David Allen, the Getting Things Done consultant wrote an excellent article that was published in the New York Times discussing what he calls “The 6 Horizons of Focus.” These horizons are what can be used to determine where you spend the majority of your think time and how you can improve your leadership.
At our firm, MarketCues, we have found The Six Horizons to be a valuable benchmark for CEOs and executive leaders. The primary considerations are in relation to the six horizons of work that help determine what type of thinking a CEO prefers based on where they spend most of their time –– in the air or on the ground, so to speak. Using David Allen’s definitions below, you can assess yourself by approximating the percentage of time every week that you spend in each of the six horizons. This will inform you whether you are more a macro or micro leader.
1. On the Ground level: Projects
This is the ground floor – the huge volume of actions and information you currently have to do and to organize, including emails, calls, memos, errands, stuff to read, stuff to file, things to talk to staff about, etc. If you got no further input in your life, this would likely take you 300-500 hours to finish. Just getting a complete and current inventory of the next actions required at this level is quite a feat.
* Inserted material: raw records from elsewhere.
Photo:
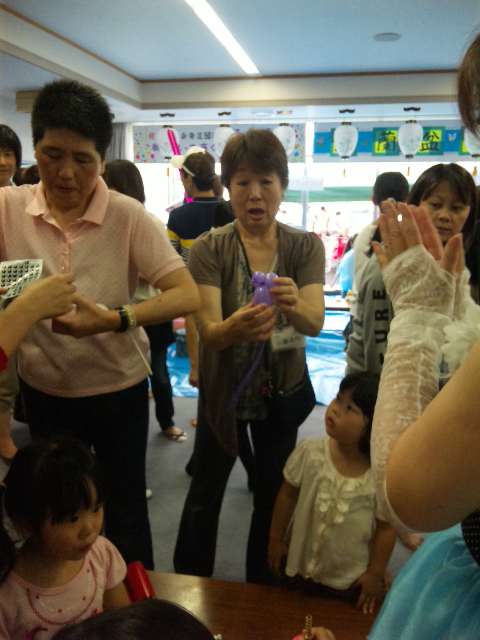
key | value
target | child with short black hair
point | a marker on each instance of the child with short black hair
(64, 572)
(325, 523)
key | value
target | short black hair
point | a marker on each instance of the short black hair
(460, 181)
(125, 177)
(9, 140)
(260, 150)
(364, 389)
(391, 184)
(144, 620)
(202, 166)
(67, 104)
(48, 480)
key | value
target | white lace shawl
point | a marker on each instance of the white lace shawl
(424, 310)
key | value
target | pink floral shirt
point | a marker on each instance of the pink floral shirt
(28, 612)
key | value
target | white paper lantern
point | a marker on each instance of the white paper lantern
(220, 136)
(472, 142)
(345, 138)
(164, 148)
(287, 136)
(410, 137)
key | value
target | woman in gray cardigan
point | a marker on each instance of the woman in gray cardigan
(231, 328)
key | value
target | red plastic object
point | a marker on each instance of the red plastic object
(138, 583)
(178, 323)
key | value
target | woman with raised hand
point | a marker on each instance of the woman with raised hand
(426, 446)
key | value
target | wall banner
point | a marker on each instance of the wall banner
(151, 143)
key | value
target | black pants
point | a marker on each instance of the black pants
(116, 425)
(197, 536)
(160, 338)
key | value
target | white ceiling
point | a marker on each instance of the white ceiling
(164, 40)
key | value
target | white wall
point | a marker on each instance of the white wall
(20, 123)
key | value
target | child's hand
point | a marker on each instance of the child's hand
(277, 551)
(373, 587)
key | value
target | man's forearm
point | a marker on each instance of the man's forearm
(173, 303)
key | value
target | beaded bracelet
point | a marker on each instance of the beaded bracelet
(3, 360)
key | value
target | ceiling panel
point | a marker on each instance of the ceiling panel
(163, 39)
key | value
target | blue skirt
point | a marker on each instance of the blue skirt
(436, 596)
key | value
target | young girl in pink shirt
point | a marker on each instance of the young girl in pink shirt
(55, 568)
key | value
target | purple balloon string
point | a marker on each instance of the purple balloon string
(248, 376)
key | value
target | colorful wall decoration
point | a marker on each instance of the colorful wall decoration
(383, 142)
(149, 146)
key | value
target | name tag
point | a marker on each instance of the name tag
(287, 338)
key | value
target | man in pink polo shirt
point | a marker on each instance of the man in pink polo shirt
(94, 387)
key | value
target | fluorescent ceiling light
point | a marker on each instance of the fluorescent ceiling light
(211, 20)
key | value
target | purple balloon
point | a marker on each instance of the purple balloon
(262, 283)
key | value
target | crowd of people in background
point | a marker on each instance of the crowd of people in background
(80, 346)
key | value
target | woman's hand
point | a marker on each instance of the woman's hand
(86, 319)
(320, 633)
(48, 297)
(373, 588)
(285, 294)
(252, 323)
(403, 227)
(418, 273)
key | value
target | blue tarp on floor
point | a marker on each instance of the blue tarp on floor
(325, 358)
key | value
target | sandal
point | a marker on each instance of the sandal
(175, 437)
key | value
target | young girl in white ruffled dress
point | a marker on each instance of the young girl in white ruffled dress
(325, 522)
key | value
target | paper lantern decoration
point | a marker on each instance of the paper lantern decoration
(163, 138)
(472, 142)
(345, 138)
(220, 136)
(287, 136)
(410, 137)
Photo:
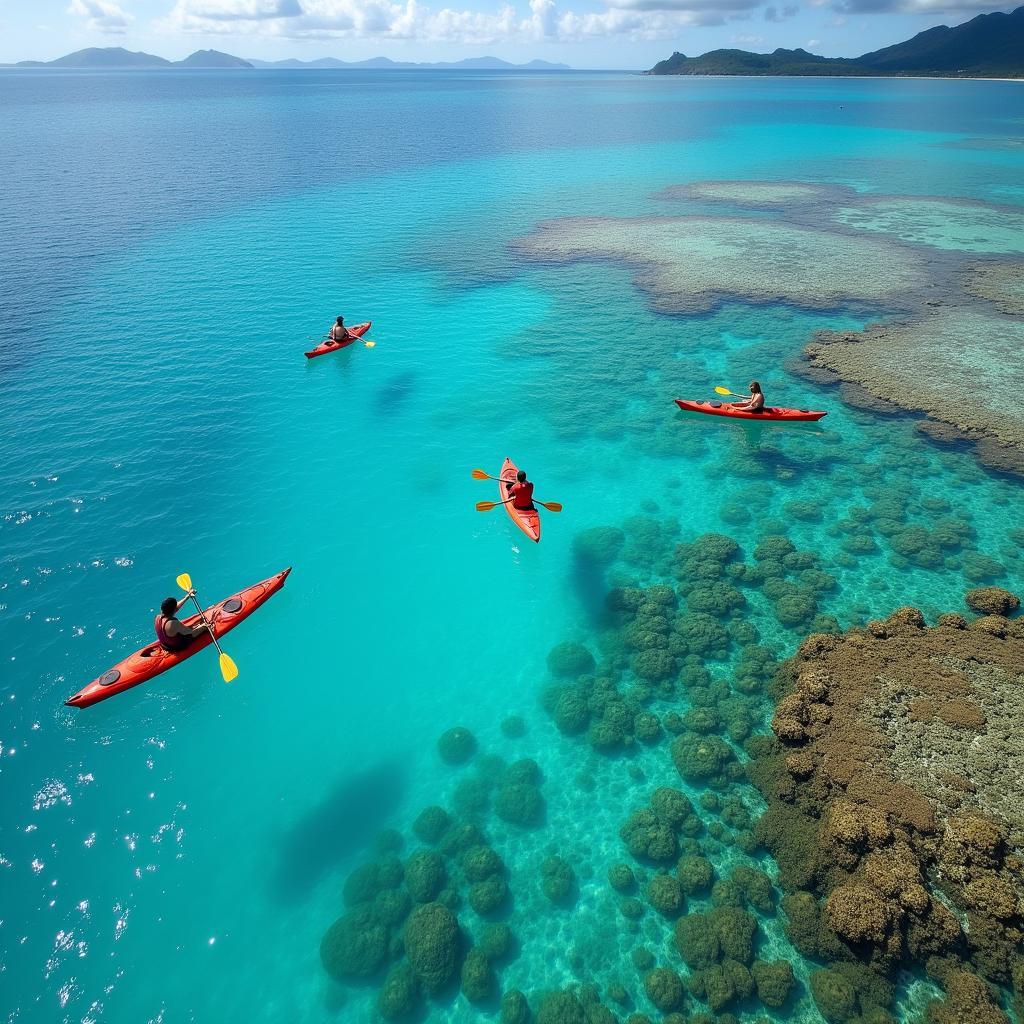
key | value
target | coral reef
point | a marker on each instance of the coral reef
(951, 224)
(927, 366)
(432, 941)
(692, 264)
(756, 195)
(894, 829)
(1000, 284)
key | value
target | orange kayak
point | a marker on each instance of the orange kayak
(527, 521)
(354, 333)
(154, 659)
(776, 413)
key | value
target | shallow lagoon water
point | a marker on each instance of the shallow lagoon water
(175, 854)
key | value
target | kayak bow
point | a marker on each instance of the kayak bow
(354, 333)
(527, 521)
(772, 413)
(151, 660)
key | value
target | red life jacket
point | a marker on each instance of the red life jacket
(522, 496)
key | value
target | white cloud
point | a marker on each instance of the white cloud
(245, 10)
(635, 19)
(101, 15)
(967, 8)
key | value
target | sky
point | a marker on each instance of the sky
(611, 34)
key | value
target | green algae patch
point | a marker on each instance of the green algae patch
(693, 264)
(948, 224)
(952, 366)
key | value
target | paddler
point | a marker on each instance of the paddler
(756, 402)
(338, 332)
(521, 493)
(171, 632)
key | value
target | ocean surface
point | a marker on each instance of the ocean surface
(169, 242)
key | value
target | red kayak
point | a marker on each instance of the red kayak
(354, 333)
(527, 521)
(153, 659)
(775, 413)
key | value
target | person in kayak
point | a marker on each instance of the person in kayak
(521, 493)
(171, 632)
(338, 332)
(756, 402)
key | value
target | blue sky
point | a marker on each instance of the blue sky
(581, 33)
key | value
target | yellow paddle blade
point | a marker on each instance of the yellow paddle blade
(227, 668)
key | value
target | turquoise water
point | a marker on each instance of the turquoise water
(175, 854)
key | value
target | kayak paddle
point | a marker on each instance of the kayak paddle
(478, 474)
(487, 506)
(227, 668)
(366, 341)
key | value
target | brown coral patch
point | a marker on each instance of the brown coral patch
(896, 799)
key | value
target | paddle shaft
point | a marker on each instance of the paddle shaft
(202, 615)
(327, 337)
(543, 505)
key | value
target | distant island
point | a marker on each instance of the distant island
(118, 58)
(987, 46)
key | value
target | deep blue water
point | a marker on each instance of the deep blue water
(170, 241)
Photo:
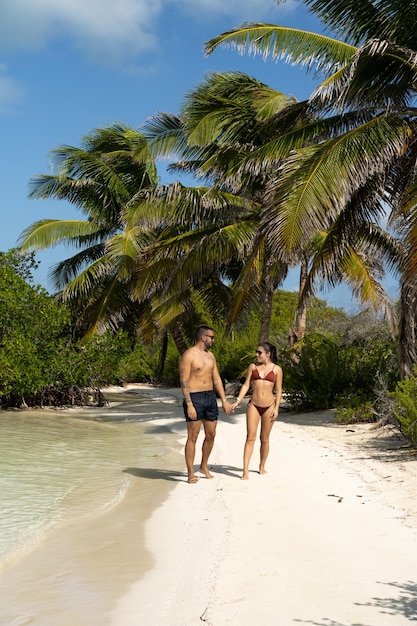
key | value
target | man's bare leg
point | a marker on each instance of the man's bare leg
(193, 428)
(208, 443)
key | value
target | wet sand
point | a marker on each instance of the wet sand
(327, 538)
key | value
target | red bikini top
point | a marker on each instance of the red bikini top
(256, 376)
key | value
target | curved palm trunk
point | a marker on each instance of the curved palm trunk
(407, 356)
(162, 357)
(266, 314)
(298, 328)
(178, 338)
(271, 284)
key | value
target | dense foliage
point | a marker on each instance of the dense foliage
(39, 363)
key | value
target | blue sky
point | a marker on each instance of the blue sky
(69, 66)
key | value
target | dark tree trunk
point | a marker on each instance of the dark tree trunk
(298, 328)
(178, 338)
(407, 339)
(162, 357)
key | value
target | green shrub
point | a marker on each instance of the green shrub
(328, 373)
(404, 405)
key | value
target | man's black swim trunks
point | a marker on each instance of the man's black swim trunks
(205, 403)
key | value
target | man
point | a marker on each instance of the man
(200, 379)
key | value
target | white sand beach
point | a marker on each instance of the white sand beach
(327, 538)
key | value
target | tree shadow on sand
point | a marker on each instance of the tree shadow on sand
(176, 476)
(404, 605)
(386, 443)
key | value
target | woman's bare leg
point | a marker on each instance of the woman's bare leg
(252, 421)
(208, 443)
(266, 427)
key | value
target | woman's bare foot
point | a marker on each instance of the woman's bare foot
(206, 472)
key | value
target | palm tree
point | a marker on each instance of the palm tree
(110, 282)
(359, 153)
(222, 121)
2. 10,000 level: Roles Personal Management
This is the inventory of your projects – all the things that you have commitments to finish, that take more than one action step to complete. These “open loops” are what create most of your actions. These projects include anything from “look into having a birthday party for Susan” to “buy Acme Brick Co.” Most people have between 30 and 100 of these. If you were to fully and accurately define this list, it would undoubtedly generate many more and different actions than you currently have identified (But likely they are in your subconscious anyway).
3. 20,000 level: Long-term Goals
What’s your job? Driving the creation of a lot of your projects are the four to seven major areas of responsibility that you at least implicitly are going to be held accountable to have done well, at the end of some time period, by yourself if not by someone else (e.g. boss.) With a clear and current evaluation of what those areas or responsibilities are, and what you are (and are not) doing about them, there are likely new projects to be created, and old ones to be eliminated.
4. 30,000 level: Mission and Values
Where is your job going? What will the role you’re in right now be looking like 12-18 months from now, based on your goals and on the directions of the changes at that level? We’ve met very few people who are doing only what they were hired to do. These days, job descriptions are moving targets. You may be personally changing what you’re doing, given personal goals; and the job itself may need to look different, given the shifting nature of the work at the departmental or divisional level. Getting this level clear always creates some new projects and actions.
5. 40,000 level: Vision (or life goal)
The goals and direction of the larger entity within which you operate heavily influence your job and your professional direction. Where is your company going to be, one to three years from now? How will that be affecting the scope and scale of your job, your department, and your division? What external factors (like technology) are influencing the changes? How is the definition and relationship with your customers going to be changing, etc.? Thinking at this level invariably surfaces some projects that need to be defined, and new action steps to move them forward.
6. 50,000 level: Personal Leadership
What is the work you are here to do on the planet, with your life? This is the ultimate bigger picture discussion. Is this the job you want? Is this the lifestyle you want? Are you operating within the context of your real values, etc.? From an organizational perspective, this is the Purpose and Vision discussion. Why does it exist? No matter how organized you may get, if you are not spending enough time with your family, your health, your spiritual life, etc., you will still have “incompletes” to deal with, make decisions about, and have projects and actions about, to get completely clear.
Assessing where you spend the majority of your time can greatly assist you in understanding what you might need to adjust. For instance, if you find that the majority of your time is spent working on to-do projects with a micro-managed focus, you might consider delegating them so you can spend more time on higher-level strategic planning.